A Reliability Engineer is a little bit different than a Quality Engineer in that they are focused on performance evaluation and being able to predict and improve your product or your systems’ safety, reliability, and maintainability. They help with prediction, estimation, failure mode and effects analysis, and the development of a reliability test plan for your project. They help apply mathematical modeling to test results and can help with design and performance improvement. They work with reliability program management over the entire product lifecycle.
A Supplier Quality Professional works within an organization’s supply chain and its suppliers to continuously improve performance of key system components. For example: increasing the lifecycle, reducing scrap, or improving repair processes. They implement process controls and help develop quality assurance plans. As a designer, you’re probably interfacing with the Supplier Quality Professional when you’re identifying new components for either existing suppliers, or you’re trying to identify or validate new suppliers.
A Calibration Technician is someone who is important in making sure that the test equipment that you’re using for your verification or validation tests are performing as indicated. They test, calibrate, maintain, and repair all the test equipment for conformance to established standards. A Calibration Technician can help you identify equipment for test in your verification procedures and help you better understand the limits of performance of some of that test equipment.
A Quality Technician is someone who helps prepare inspection plans and instructions, select sampling plans, and prepares procedures. They can help get you up and running when it comes to transfer to production. They can help you identify the best ways to inspect for a critical feature or critical part.
A Quality Inspector is someone who is working in the laboratory. Talking with a Quality Inspector could help give you insight on how to perform your test for your test method validation and also creating a protocol with acceptance criteria that makes sense and can be interpreted accurately.
Some insight from this blog:
- Learn who the quality folks are on your product development team.
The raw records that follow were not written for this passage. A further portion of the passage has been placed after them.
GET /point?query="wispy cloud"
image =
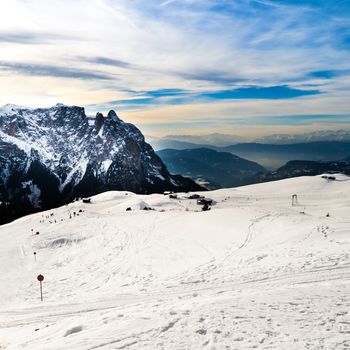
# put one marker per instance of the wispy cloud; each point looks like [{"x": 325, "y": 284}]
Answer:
[
  {"x": 53, "y": 71},
  {"x": 175, "y": 53}
]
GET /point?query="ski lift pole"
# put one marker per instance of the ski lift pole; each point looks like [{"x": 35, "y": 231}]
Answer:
[{"x": 40, "y": 278}]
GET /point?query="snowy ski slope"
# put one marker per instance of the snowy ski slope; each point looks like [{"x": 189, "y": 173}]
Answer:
[{"x": 254, "y": 272}]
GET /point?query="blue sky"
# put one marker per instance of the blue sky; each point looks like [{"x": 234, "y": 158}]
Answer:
[{"x": 246, "y": 67}]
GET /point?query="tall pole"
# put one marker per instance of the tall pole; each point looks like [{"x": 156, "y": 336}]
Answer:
[
  {"x": 40, "y": 278},
  {"x": 41, "y": 291}
]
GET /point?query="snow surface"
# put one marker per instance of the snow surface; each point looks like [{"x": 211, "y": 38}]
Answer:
[{"x": 254, "y": 272}]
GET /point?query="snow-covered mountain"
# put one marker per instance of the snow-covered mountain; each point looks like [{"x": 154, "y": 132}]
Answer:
[
  {"x": 315, "y": 136},
  {"x": 254, "y": 272},
  {"x": 51, "y": 155}
]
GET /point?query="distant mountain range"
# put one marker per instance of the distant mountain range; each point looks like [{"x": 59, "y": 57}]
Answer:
[
  {"x": 224, "y": 140},
  {"x": 297, "y": 168},
  {"x": 271, "y": 156},
  {"x": 48, "y": 156},
  {"x": 217, "y": 169},
  {"x": 274, "y": 156}
]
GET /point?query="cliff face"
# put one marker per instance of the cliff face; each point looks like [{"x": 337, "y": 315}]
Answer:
[{"x": 48, "y": 156}]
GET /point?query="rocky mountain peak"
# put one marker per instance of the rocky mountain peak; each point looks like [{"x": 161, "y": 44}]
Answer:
[{"x": 48, "y": 156}]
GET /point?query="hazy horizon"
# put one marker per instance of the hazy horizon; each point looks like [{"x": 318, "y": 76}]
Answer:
[{"x": 250, "y": 68}]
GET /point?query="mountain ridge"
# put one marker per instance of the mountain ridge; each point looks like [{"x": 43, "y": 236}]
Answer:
[{"x": 49, "y": 156}]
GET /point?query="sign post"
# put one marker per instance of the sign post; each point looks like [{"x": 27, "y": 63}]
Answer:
[{"x": 40, "y": 278}]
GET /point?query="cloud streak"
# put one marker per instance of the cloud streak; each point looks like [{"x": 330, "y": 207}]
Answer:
[
  {"x": 147, "y": 54},
  {"x": 53, "y": 71}
]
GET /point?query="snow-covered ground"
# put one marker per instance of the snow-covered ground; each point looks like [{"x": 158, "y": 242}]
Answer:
[{"x": 254, "y": 272}]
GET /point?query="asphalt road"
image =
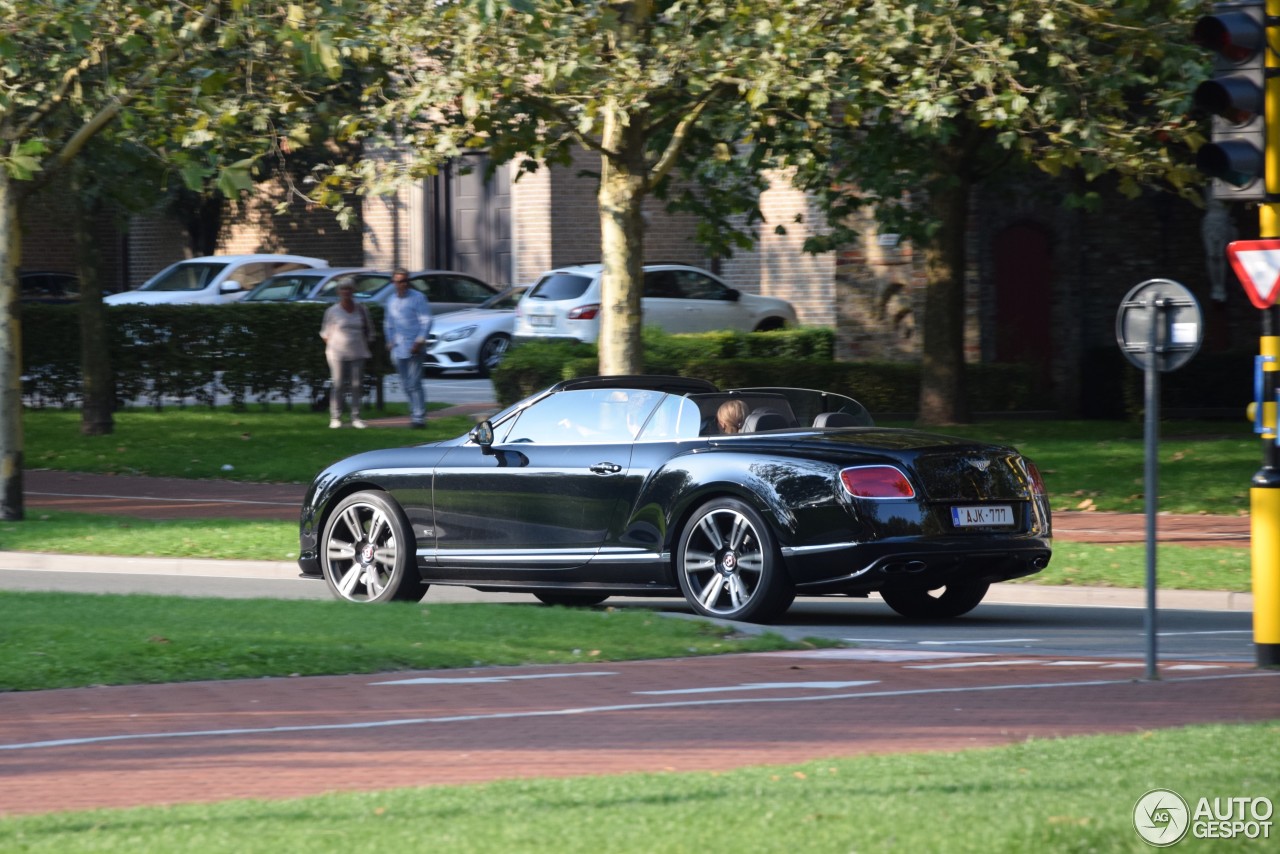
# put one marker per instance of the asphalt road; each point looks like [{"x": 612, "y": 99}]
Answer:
[{"x": 1018, "y": 628}]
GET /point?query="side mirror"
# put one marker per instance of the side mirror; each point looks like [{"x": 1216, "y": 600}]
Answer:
[{"x": 483, "y": 435}]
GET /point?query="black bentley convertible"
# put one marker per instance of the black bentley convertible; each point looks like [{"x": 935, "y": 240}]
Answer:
[{"x": 626, "y": 485}]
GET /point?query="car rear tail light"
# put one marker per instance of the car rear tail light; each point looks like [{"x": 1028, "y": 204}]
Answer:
[
  {"x": 1037, "y": 482},
  {"x": 876, "y": 482}
]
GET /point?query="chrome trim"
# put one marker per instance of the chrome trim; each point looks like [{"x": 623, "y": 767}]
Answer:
[{"x": 787, "y": 551}]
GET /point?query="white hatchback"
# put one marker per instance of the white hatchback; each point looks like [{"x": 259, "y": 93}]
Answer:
[
  {"x": 566, "y": 304},
  {"x": 211, "y": 279}
]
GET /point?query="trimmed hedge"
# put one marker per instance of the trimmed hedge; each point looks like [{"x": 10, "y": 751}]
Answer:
[
  {"x": 251, "y": 352},
  {"x": 799, "y": 359}
]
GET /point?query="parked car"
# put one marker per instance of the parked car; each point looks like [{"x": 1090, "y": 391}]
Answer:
[
  {"x": 622, "y": 485},
  {"x": 444, "y": 290},
  {"x": 48, "y": 286},
  {"x": 211, "y": 279},
  {"x": 314, "y": 284},
  {"x": 566, "y": 304},
  {"x": 472, "y": 339}
]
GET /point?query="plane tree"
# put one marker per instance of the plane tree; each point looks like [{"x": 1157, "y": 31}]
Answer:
[{"x": 72, "y": 72}]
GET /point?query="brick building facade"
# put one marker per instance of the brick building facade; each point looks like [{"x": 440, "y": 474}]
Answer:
[{"x": 1043, "y": 283}]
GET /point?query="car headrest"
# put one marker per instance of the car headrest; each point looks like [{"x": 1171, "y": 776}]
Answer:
[
  {"x": 764, "y": 419},
  {"x": 835, "y": 419}
]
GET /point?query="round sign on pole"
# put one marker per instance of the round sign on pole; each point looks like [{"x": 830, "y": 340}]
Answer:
[{"x": 1160, "y": 325}]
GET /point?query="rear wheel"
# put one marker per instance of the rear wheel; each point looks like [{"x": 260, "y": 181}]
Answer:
[
  {"x": 728, "y": 563},
  {"x": 571, "y": 599},
  {"x": 366, "y": 552},
  {"x": 944, "y": 603},
  {"x": 492, "y": 351}
]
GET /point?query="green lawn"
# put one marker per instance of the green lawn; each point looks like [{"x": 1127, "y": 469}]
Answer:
[
  {"x": 68, "y": 640},
  {"x": 1056, "y": 795}
]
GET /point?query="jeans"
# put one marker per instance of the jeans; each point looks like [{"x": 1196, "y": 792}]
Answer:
[
  {"x": 411, "y": 379},
  {"x": 347, "y": 380}
]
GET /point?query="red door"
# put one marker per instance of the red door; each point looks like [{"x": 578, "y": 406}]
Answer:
[{"x": 1023, "y": 277}]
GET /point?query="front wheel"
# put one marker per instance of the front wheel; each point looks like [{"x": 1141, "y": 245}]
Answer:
[
  {"x": 944, "y": 603},
  {"x": 728, "y": 563},
  {"x": 366, "y": 552}
]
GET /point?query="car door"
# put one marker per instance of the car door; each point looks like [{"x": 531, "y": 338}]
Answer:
[{"x": 539, "y": 503}]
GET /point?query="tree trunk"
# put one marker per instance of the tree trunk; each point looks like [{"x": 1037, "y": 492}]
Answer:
[
  {"x": 944, "y": 397},
  {"x": 624, "y": 185},
  {"x": 97, "y": 389},
  {"x": 10, "y": 356}
]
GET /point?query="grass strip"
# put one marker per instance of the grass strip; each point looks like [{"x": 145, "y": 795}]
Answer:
[
  {"x": 1073, "y": 794},
  {"x": 68, "y": 640}
]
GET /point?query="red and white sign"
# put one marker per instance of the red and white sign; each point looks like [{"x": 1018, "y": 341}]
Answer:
[{"x": 1257, "y": 265}]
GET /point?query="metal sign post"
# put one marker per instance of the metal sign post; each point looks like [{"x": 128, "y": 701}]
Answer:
[{"x": 1159, "y": 329}]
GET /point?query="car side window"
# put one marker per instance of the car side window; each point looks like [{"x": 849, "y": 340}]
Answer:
[
  {"x": 661, "y": 284},
  {"x": 695, "y": 286},
  {"x": 433, "y": 287}
]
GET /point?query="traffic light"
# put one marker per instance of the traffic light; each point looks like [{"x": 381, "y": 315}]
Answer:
[{"x": 1235, "y": 97}]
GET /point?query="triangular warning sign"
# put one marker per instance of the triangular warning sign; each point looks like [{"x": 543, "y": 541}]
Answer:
[{"x": 1257, "y": 265}]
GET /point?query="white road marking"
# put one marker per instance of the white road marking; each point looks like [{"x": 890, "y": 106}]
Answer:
[
  {"x": 599, "y": 709},
  {"x": 1223, "y": 631},
  {"x": 967, "y": 643},
  {"x": 471, "y": 680},
  {"x": 759, "y": 686},
  {"x": 999, "y": 662}
]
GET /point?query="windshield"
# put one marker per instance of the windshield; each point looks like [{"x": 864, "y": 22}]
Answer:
[
  {"x": 186, "y": 275},
  {"x": 504, "y": 300}
]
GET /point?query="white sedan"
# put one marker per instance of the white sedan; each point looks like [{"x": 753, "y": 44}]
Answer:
[{"x": 472, "y": 339}]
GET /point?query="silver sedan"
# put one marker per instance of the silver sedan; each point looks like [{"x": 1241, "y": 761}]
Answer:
[{"x": 474, "y": 339}]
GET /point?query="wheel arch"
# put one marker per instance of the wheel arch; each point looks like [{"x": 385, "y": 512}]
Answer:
[{"x": 689, "y": 505}]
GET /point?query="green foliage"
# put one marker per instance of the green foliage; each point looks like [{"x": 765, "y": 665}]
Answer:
[{"x": 252, "y": 352}]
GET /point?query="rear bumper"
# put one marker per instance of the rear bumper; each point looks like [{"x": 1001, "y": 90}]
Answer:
[{"x": 873, "y": 566}]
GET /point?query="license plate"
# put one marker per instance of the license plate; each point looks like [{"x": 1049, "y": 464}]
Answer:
[{"x": 984, "y": 516}]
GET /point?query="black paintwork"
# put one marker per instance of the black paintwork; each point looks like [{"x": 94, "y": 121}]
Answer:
[{"x": 604, "y": 517}]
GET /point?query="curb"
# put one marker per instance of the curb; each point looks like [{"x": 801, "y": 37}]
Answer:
[{"x": 287, "y": 570}]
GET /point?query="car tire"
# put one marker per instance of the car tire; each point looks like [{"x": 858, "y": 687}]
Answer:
[
  {"x": 728, "y": 565},
  {"x": 944, "y": 603},
  {"x": 571, "y": 599},
  {"x": 492, "y": 352},
  {"x": 366, "y": 551}
]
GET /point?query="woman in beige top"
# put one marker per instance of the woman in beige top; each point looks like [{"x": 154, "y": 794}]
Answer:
[{"x": 347, "y": 332}]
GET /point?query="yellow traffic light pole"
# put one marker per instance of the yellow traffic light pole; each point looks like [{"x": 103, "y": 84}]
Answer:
[{"x": 1265, "y": 488}]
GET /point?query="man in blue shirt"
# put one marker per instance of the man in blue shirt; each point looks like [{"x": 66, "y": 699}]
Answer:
[{"x": 406, "y": 320}]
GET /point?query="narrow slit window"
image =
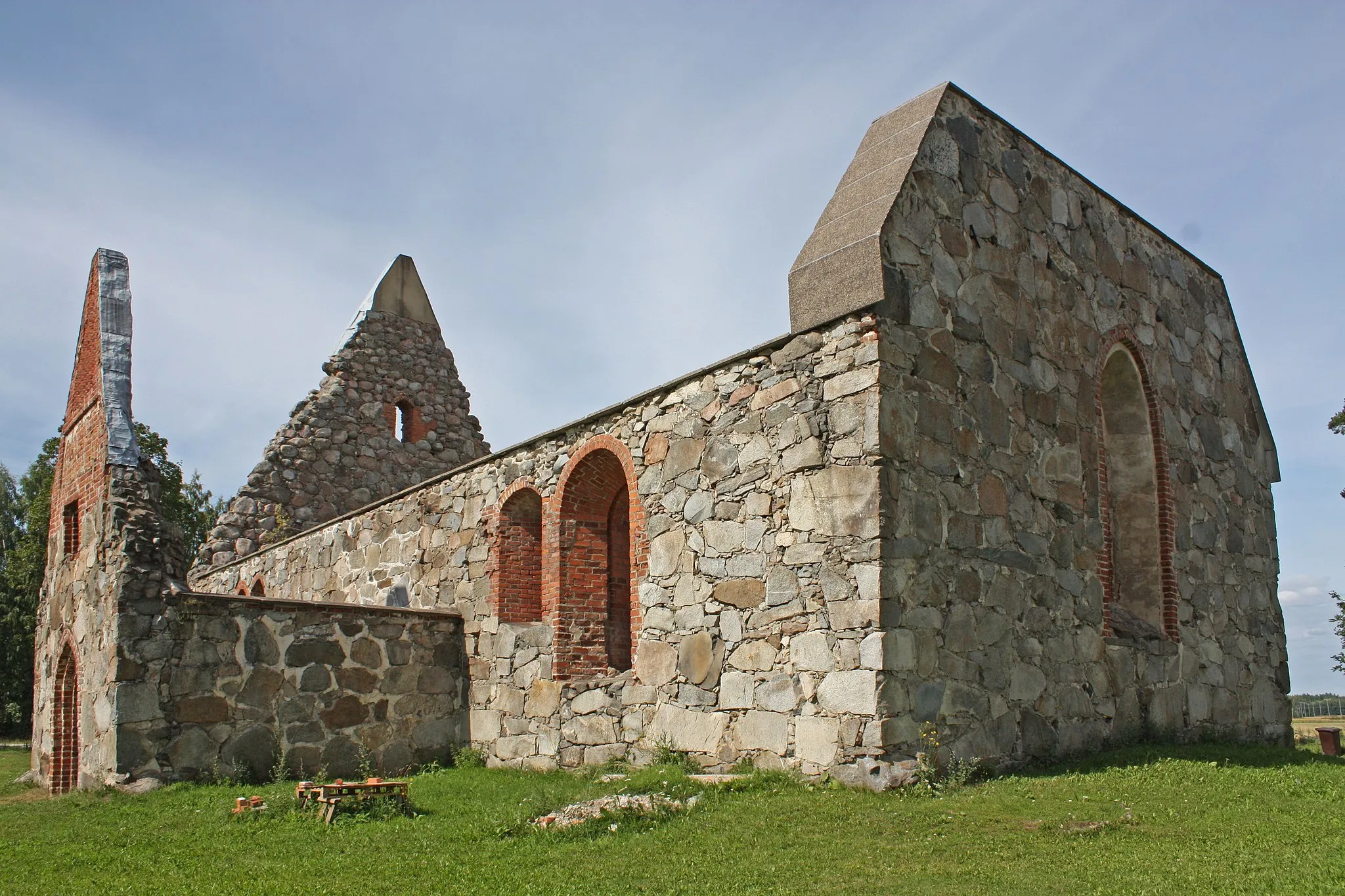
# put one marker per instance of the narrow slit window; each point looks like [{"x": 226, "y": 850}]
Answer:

Within your organization, understand their realm of responsibilities and what they typically do.
- Engage them and get them involved at particular times during your product development because they have the skills and a unique viewpoint for us all to make products others love, for less.
- Consider how you’re functioning within your project teams. Are you trapped in a common pitfall? Is there any advice you can implement from the article authors? I think my favorite was to create a process for decision making (resolving conflicts) up-front.